The Fengs have been here for eight years. The nursing home seems friendly and there is plenty to do – from gym and table tennis to singing and drama.
“It is very important to be able to finish the last part of life at a good place,” Grandma Feng says. She and her husband have been married for more than 50 years. It was love at first sight, they say.
When their grandson graduated from junior high school, they decided their task was complete.
“There are few people of the same age who think like us,” Grandma Feng says. “It seems we care more about enjoying life. Those who don’t agree think it’s unnecessary to pay a lot of money to live here while they have their own house.”
But she says she is more “open-minded”: “I thought it through. I just gave my house to my son. All we need now is our pension cards.”
The couple’s room at the care home costs around 2,000 yuan a month. As former employees of state-owned companies, they both have enough of a pension to cover the cost.
Their pension is far higher than the average in China, around 170 yuan a month in 2020, according to the UN’s International Labour Organization.
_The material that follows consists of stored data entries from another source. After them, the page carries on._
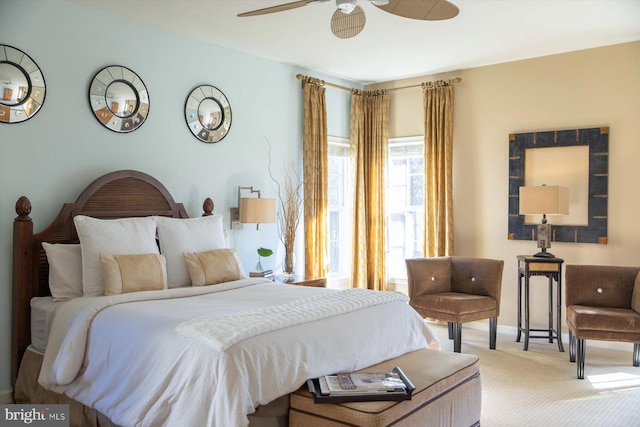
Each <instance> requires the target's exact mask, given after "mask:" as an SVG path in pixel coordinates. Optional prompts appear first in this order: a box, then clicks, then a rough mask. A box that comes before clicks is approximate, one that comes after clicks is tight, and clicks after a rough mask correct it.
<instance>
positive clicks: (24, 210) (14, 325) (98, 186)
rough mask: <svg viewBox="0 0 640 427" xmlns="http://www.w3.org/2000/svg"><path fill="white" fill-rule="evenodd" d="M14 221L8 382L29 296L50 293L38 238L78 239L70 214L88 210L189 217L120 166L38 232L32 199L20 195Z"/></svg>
mask: <svg viewBox="0 0 640 427" xmlns="http://www.w3.org/2000/svg"><path fill="white" fill-rule="evenodd" d="M203 208H204V210H205V213H204V215H211V213H212V212H213V202H212V201H211V199H206V200H205V203H204V205H203ZM16 213H17V214H18V216H17V217H16V218H15V220H14V222H13V273H12V274H13V279H12V282H13V283H12V286H13V297H12V314H11V316H12V317H11V320H12V336H11V383H12V385H14V384H15V381H16V378H17V375H18V367H19V366H20V361H21V359H22V355H23V354H24V351H25V350H26V348H27V346H28V345H29V344H30V343H31V307H30V301H31V298H33V297H37V296H46V295H50V291H49V264H48V262H47V256H46V253H45V251H44V249H43V248H42V242H49V243H78V242H79V241H78V236H77V234H76V230H75V227H74V225H73V217H74V216H76V215H87V216H92V217H95V218H103V219H116V218H126V217H141V216H150V215H158V216H167V217H173V218H187V217H188V215H187V212H186V210H185V208H184V206H183V204H182V203H176V202H175V201H174V199H173V197H172V196H171V194H170V193H169V191H168V190H167V189H166V188H165V186H164V185H162V184H161V183H160V181H158V180H157V179H155V178H153V177H152V176H150V175H147V174H145V173H143V172H138V171H134V170H121V171H117V172H112V173H108V174H106V175H103V176H101V177H100V178H98V179H96V180H95V181H93V182H92V183H91V184H89V186H87V188H85V189H84V191H82V193H81V194H80V196H79V197H78V199H77V200H76V202H75V203H65V204H64V205H63V206H62V209H61V210H60V213H59V214H58V215H57V216H56V218H55V219H54V220H53V221H52V222H51V224H49V226H48V227H46V228H45V229H44V230H43V231H41V232H39V233H35V234H34V232H33V222H32V220H31V218H30V217H29V214H30V213H31V202H30V201H29V199H28V198H26V197H24V196H23V197H20V199H18V201H17V202H16Z"/></svg>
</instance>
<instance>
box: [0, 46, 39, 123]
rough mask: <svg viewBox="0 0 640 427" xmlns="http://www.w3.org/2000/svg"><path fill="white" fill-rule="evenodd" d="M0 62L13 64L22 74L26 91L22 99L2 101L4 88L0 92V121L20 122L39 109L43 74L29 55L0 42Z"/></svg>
mask: <svg viewBox="0 0 640 427" xmlns="http://www.w3.org/2000/svg"><path fill="white" fill-rule="evenodd" d="M0 64H9V65H12V66H14V67H15V68H17V69H18V71H19V72H21V73H22V74H23V75H24V79H25V80H26V83H27V91H26V94H25V96H24V98H23V99H22V101H19V102H16V103H12V104H8V103H4V102H3V99H4V96H5V95H4V89H3V91H2V92H3V93H0V123H20V122H24V121H26V120H29V119H30V118H32V117H33V116H35V114H36V113H37V112H38V111H40V109H41V108H42V104H44V98H45V95H46V84H45V81H44V76H43V74H42V71H41V70H40V67H38V64H36V62H35V61H34V60H33V59H31V57H30V56H29V55H27V54H26V53H24V52H23V51H21V50H20V49H17V48H15V47H13V46H8V45H4V44H0Z"/></svg>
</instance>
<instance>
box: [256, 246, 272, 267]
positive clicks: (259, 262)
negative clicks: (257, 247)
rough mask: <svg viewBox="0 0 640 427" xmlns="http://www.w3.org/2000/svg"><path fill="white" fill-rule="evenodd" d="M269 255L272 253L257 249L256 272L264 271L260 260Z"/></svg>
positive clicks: (259, 248)
mask: <svg viewBox="0 0 640 427" xmlns="http://www.w3.org/2000/svg"><path fill="white" fill-rule="evenodd" d="M271 255H273V251H272V250H271V249H268V248H262V247H260V248H258V262H257V263H256V271H258V272H260V271H264V268H262V258H266V257H268V256H271Z"/></svg>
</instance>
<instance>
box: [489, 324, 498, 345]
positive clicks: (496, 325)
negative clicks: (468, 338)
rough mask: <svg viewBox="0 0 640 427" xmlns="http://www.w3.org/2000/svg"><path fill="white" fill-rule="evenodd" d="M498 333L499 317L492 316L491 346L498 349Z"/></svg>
mask: <svg viewBox="0 0 640 427" xmlns="http://www.w3.org/2000/svg"><path fill="white" fill-rule="evenodd" d="M497 333H498V318H497V317H492V318H491V319H490V320H489V348H490V349H491V350H495V349H496V334H497Z"/></svg>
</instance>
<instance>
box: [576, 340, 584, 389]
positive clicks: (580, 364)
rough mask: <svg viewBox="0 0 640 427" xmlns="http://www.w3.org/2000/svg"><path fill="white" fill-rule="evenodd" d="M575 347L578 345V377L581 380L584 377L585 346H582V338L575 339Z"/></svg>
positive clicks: (577, 345) (582, 340)
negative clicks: (577, 339)
mask: <svg viewBox="0 0 640 427" xmlns="http://www.w3.org/2000/svg"><path fill="white" fill-rule="evenodd" d="M577 341H578V342H577V344H578V345H577V347H578V365H577V368H578V379H580V380H582V379H584V356H585V355H584V353H585V346H584V339H578V340H577Z"/></svg>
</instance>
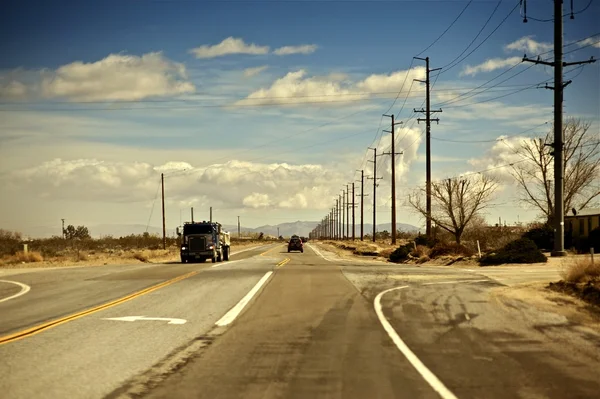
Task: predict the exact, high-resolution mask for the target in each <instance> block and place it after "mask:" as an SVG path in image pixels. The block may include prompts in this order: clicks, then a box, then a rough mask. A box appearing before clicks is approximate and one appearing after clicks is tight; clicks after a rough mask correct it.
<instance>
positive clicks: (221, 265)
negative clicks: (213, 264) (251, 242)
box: [211, 259, 244, 267]
mask: <svg viewBox="0 0 600 399" xmlns="http://www.w3.org/2000/svg"><path fill="white" fill-rule="evenodd" d="M242 260H244V259H240V260H232V261H227V262H221V263H216V264H214V265H212V266H211V267H219V266H227V265H231V264H232V263H236V262H241V261H242Z"/></svg>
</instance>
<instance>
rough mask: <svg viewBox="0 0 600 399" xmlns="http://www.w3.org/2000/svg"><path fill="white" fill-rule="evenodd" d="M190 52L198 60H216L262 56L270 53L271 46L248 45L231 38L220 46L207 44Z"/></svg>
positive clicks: (224, 41)
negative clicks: (195, 56) (241, 55)
mask: <svg viewBox="0 0 600 399" xmlns="http://www.w3.org/2000/svg"><path fill="white" fill-rule="evenodd" d="M189 52H190V53H192V54H194V55H195V56H196V58H215V57H222V56H225V55H231V54H251V55H262V54H268V53H269V46H258V45H256V44H254V43H251V44H247V43H245V42H244V40H242V39H239V38H235V37H231V36H230V37H228V38H227V39H225V40H223V41H222V42H221V43H219V44H215V45H212V46H211V45H206V44H205V45H202V46H200V47H196V48H193V49H191V50H190V51H189Z"/></svg>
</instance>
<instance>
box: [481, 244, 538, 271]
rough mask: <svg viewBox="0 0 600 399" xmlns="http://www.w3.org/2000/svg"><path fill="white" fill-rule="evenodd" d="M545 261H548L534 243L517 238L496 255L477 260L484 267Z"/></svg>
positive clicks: (497, 253) (506, 245)
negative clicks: (486, 266)
mask: <svg viewBox="0 0 600 399" xmlns="http://www.w3.org/2000/svg"><path fill="white" fill-rule="evenodd" d="M547 261H548V259H547V258H546V256H545V255H544V254H543V253H541V252H540V250H539V249H538V247H537V245H535V242H533V241H532V240H530V239H529V238H519V239H518V240H514V241H511V242H509V243H508V244H506V245H505V246H504V247H503V248H502V249H501V250H499V251H498V252H497V253H492V254H486V255H484V256H483V257H482V258H481V259H480V260H479V263H480V264H481V265H483V266H486V265H500V264H503V263H539V262H547Z"/></svg>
But even with clients with decent pensions, the Sunshine Care Home is running at a loss. The director says care homes are costly to start and take time to turn a profit.
Beijing has been pressuring private firms to build daycare centres, wards and other age-care infrastructure to shore up gaps left by indebted local governments. But will they continue to invest if profits are far off?
Other East Asian countries such as Japan are also searching for funds to care for large numbers of elderly. But Japan was already wealthy by the time it had one of the world’s largest ageing populations.
China, however, is ageing fast without that cushion. So, many older people are forced to make their own way – at an age when they should be planning their retirement.
Fifty-five-year-old Shuishui found a new career in what is being called “the silver-haired economy” – an attempt to harness the buying power of middle-class seniors.
“I think what we can do is try to influence the people around us to be more positive, and to keep on learning. Everybody might have different levels of household income, but whatever circumstances you are in, it’s best to try to be positive.”
Shuishui knows she is part of a privileged lot in China. But she is determined to hope for the best. The former businesswoman is now a newly-trained model.
On the sunny banks of the Grand Canal in Hangzhou, she and three other women, all over 55, are touching up their make-up and hair.
Each has chosen their own traditional Chinese outfit in red or gold – floor-length silk pattern skirts and short jackets lined with fur to keep out the spring chill. These glamorous grannies are modelling for social media.
They teeter precariously in high heels over the cobbled historic Gongchen bridge while trying to smile and laugh for the camera as a team of social media specialists shout instructions.
This is an image of greying gracefully that Shuishui is keen for the world to see, and she feels she is doing what she can to lift an ailing economy.
But this image belies the reality for millions of elderly in China.
Back in Liaoning, the wood smoke rises from chimneys, signalling lunchtime. Mr Cao is stoking the fire in his kitchen to heat water to cook rice.
“When I reach 80, I hope my children will come back to live with me,” he says as he finds a saucepan.
“I’m not joining them in the cities. Their place has no lift and you need to walk up five floors. That’s harder than climbing a hill.”
For Mr Cao this is simply the way of things. He has to keep working until he cannot.
“Ordinary people like us live like this,” he says, pointing to the fields outside which are still covered in frost. Spring will bring back the planting season – and more work for him and his wife.
“If you compare it with life in the city, of course, farmers have a tougher life. How can you make a living if you can’t bear the toughness?”